Link to Pubmed [PMID] – 26426795
Link to DOI – 10.1002/eji.201546000
Eur J Immunol 2015 Dec; 45(12): 3324-38
The ability to mount effective secondary responses is a cardinal feature of memory CD8(+) T cells. An understanding of the factors that regulate the generation and recall capacities of memory T cells remains to be ascertained. Several cues indicate that two highly related cytokines, IL-2 and IL-15, share redundant functions in this process. To establish their combined roles in memory CD8(+) T-cell development, maintenance, and secondary responses, we compared the outcome of adoptively transferred IL2Rβ(+/-) or IL2Rβ(-/-) CD8(+) T cells after an acute viral infection in mice. Our results demonstrate that both IL-2 and IL-15 signals condition the differentiation of primary and secondary short-lived effector cells by altering the transcriptional network governing lineage choices. These two cytokines also regulate the homeostasis of the memory T-cell pool, with effector memory CD8(+) T cells being the most sensitive to these two interleukins.

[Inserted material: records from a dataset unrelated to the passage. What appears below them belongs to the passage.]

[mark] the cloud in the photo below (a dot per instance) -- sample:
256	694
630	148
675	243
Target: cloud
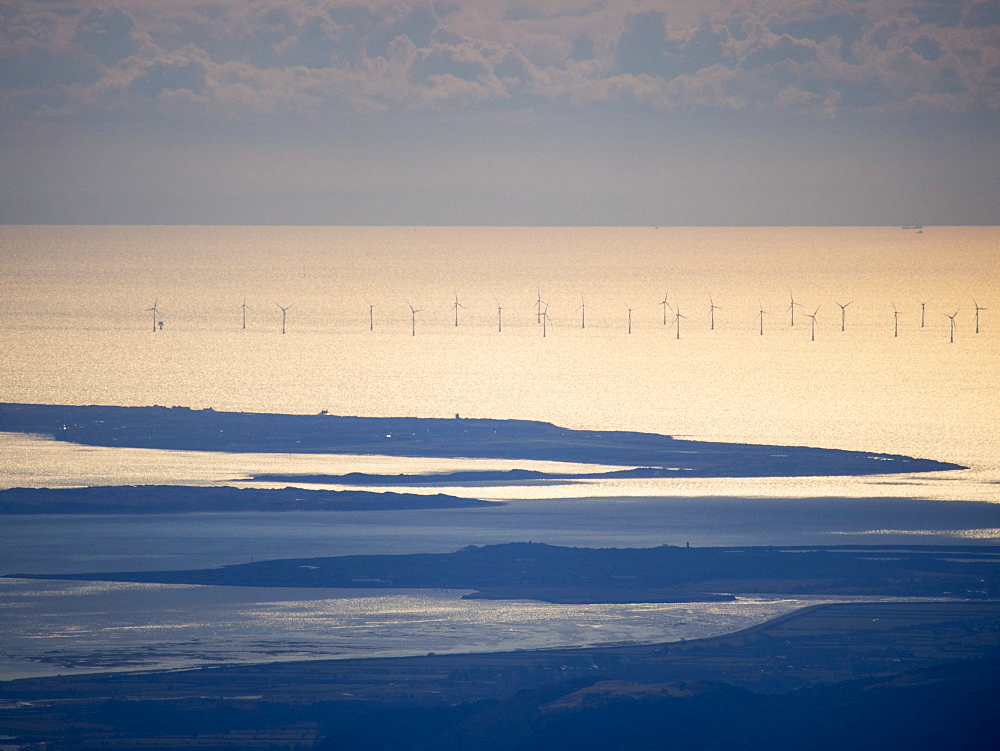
325	58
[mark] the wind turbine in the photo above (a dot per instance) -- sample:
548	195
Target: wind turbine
812	334
977	314
155	313
843	314
791	307
677	318
923	311
284	312
538	306
952	317
413	320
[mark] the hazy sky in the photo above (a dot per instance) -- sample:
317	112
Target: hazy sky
683	112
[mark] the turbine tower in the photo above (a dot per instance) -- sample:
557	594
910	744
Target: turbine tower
977	314
843	314
952	318
284	313
538	306
677	318
413	320
155	311
812	328
791	307
712	307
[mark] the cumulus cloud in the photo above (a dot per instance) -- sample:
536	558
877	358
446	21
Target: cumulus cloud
233	59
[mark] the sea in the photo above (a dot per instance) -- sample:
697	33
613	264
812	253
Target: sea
880	339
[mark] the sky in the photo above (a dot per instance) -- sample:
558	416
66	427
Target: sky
488	112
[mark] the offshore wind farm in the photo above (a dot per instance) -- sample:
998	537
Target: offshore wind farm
375	310
507	381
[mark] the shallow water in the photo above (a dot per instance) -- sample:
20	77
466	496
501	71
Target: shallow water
75	328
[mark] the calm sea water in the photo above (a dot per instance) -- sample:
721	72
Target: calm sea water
75	328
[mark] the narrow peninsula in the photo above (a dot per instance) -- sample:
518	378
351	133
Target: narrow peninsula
182	428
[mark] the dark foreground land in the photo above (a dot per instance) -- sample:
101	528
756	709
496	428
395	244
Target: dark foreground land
658	455
849	676
607	575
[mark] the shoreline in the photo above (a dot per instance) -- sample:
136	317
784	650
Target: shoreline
207	430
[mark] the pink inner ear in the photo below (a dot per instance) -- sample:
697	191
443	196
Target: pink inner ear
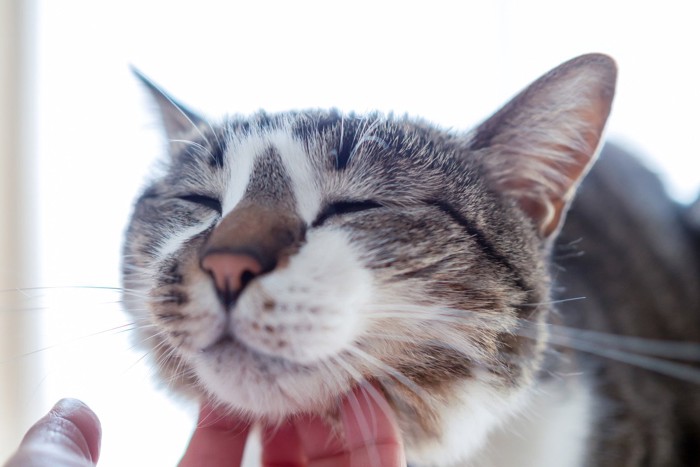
540	145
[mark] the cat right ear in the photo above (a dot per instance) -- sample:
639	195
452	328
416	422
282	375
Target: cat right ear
177	119
538	147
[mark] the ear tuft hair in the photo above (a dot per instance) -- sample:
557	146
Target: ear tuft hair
538	147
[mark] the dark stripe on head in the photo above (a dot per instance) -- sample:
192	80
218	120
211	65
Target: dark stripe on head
484	244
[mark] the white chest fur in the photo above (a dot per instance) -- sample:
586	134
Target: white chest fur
552	431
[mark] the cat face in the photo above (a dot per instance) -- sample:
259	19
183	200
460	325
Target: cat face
278	261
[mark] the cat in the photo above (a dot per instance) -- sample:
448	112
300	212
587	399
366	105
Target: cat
275	262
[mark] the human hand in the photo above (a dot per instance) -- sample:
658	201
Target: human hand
371	438
68	436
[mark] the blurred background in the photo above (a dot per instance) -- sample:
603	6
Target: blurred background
77	137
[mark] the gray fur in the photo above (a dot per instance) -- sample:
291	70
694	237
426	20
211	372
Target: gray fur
458	226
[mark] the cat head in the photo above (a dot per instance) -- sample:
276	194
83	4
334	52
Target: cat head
275	262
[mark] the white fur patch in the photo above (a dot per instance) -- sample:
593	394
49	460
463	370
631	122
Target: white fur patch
310	309
241	155
552	431
173	241
301	172
468	422
315	308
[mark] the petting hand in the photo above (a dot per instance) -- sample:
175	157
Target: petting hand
371	439
69	436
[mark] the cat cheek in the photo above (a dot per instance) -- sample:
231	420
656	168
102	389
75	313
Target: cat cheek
310	309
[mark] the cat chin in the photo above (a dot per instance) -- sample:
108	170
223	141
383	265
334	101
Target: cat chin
263	387
475	411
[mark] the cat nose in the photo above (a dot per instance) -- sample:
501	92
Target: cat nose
231	272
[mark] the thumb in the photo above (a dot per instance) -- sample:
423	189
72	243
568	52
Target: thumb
68	436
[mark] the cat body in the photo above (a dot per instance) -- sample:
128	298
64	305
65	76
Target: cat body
278	261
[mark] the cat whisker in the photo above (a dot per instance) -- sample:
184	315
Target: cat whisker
636	351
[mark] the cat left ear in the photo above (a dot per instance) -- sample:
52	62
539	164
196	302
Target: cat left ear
177	119
538	147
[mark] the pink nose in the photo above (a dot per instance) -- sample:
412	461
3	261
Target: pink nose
231	272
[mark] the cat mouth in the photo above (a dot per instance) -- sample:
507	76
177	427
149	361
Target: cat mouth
229	347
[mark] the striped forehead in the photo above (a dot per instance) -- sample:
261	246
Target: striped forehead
273	156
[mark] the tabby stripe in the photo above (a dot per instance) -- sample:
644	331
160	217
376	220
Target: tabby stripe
485	245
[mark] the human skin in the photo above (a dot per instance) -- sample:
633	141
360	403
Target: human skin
69	436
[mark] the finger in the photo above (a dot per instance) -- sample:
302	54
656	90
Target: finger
281	447
371	432
217	441
68	436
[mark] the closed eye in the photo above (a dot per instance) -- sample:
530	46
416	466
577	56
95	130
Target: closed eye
203	200
344	207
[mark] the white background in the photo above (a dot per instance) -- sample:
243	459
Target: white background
450	62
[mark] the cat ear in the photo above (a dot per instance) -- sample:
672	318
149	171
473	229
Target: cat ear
177	119
539	146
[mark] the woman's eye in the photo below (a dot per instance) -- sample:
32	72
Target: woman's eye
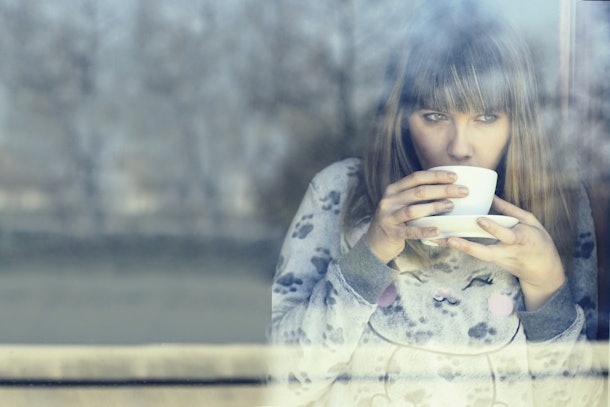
434	117
487	118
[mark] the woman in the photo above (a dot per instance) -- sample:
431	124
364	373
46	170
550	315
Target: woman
370	315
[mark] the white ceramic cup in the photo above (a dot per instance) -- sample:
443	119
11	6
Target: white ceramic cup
481	184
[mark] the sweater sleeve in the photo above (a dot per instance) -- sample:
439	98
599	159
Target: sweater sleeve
321	304
559	349
556	318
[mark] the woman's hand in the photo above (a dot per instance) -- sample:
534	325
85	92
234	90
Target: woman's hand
421	194
526	251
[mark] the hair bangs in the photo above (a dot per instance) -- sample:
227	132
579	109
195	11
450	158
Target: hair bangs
465	80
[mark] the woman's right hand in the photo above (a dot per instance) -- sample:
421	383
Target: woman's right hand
421	194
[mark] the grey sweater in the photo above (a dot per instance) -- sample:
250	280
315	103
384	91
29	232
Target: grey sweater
452	331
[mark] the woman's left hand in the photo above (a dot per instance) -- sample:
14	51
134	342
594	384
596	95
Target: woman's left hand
526	251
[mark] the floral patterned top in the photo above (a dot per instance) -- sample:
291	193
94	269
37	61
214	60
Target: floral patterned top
453	331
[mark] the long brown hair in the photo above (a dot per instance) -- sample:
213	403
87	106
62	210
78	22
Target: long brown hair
457	58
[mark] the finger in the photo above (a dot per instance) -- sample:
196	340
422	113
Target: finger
418	233
507	208
503	234
422	178
412	212
481	252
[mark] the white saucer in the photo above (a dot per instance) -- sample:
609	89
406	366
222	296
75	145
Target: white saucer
462	225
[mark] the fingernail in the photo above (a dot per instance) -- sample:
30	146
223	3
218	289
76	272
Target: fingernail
453	243
430	232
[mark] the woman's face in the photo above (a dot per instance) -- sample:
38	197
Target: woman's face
454	138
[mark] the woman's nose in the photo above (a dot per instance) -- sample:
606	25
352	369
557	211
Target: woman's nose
459	146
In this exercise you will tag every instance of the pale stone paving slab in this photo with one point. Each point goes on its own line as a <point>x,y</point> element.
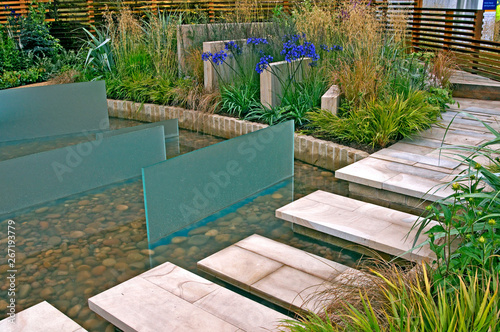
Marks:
<point>296,274</point>
<point>169,298</point>
<point>41,317</point>
<point>418,166</point>
<point>376,227</point>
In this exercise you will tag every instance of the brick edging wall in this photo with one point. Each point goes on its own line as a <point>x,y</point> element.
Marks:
<point>311,150</point>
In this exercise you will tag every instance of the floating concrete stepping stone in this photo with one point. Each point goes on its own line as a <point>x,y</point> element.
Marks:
<point>276,272</point>
<point>373,226</point>
<point>169,298</point>
<point>41,317</point>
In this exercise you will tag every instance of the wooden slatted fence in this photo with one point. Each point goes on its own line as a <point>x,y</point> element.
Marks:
<point>430,28</point>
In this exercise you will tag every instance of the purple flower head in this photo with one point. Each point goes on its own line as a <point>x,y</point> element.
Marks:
<point>333,48</point>
<point>219,57</point>
<point>257,41</point>
<point>293,51</point>
<point>232,47</point>
<point>206,56</point>
<point>263,63</point>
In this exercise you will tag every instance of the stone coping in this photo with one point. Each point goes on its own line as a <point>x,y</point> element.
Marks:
<point>373,226</point>
<point>42,317</point>
<point>169,298</point>
<point>311,150</point>
<point>279,273</point>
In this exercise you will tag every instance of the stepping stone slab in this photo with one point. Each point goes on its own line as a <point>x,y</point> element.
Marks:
<point>417,166</point>
<point>276,272</point>
<point>373,226</point>
<point>169,298</point>
<point>42,317</point>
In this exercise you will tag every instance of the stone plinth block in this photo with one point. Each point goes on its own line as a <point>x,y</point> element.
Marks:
<point>330,101</point>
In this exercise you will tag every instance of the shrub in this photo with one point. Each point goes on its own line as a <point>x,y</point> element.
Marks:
<point>32,31</point>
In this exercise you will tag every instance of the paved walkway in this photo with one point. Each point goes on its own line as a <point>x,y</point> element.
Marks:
<point>467,85</point>
<point>276,272</point>
<point>373,226</point>
<point>416,166</point>
<point>41,317</point>
<point>169,298</point>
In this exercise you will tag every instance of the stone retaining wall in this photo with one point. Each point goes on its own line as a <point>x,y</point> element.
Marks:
<point>311,150</point>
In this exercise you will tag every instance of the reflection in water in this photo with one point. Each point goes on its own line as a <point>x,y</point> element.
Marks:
<point>79,246</point>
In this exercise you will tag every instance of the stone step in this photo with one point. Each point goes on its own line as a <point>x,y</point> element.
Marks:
<point>169,298</point>
<point>277,272</point>
<point>373,226</point>
<point>417,170</point>
<point>42,317</point>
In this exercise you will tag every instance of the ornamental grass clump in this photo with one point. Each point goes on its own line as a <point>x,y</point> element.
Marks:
<point>301,88</point>
<point>137,58</point>
<point>467,239</point>
<point>377,123</point>
<point>396,299</point>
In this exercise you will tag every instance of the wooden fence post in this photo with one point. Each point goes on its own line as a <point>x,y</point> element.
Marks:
<point>211,11</point>
<point>417,17</point>
<point>90,13</point>
<point>478,30</point>
<point>448,29</point>
<point>478,24</point>
<point>286,6</point>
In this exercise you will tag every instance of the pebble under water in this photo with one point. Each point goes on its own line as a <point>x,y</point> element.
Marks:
<point>76,247</point>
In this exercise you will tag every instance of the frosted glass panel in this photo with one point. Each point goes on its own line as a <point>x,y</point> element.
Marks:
<point>52,110</point>
<point>190,187</point>
<point>54,174</point>
<point>171,128</point>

Noticeably, the inability to respond to both cytokines limits the proliferation and survival of primary and secondary effectors cells, whereas it does not preclude potent cytotoxic functions and viral control either initially or upon rechallenge. Globally, these results indicate that lack of IL-2 and IL-15 signaling modulates the CD8(+) T-cell differentiation program but does not impede adequate effector functions.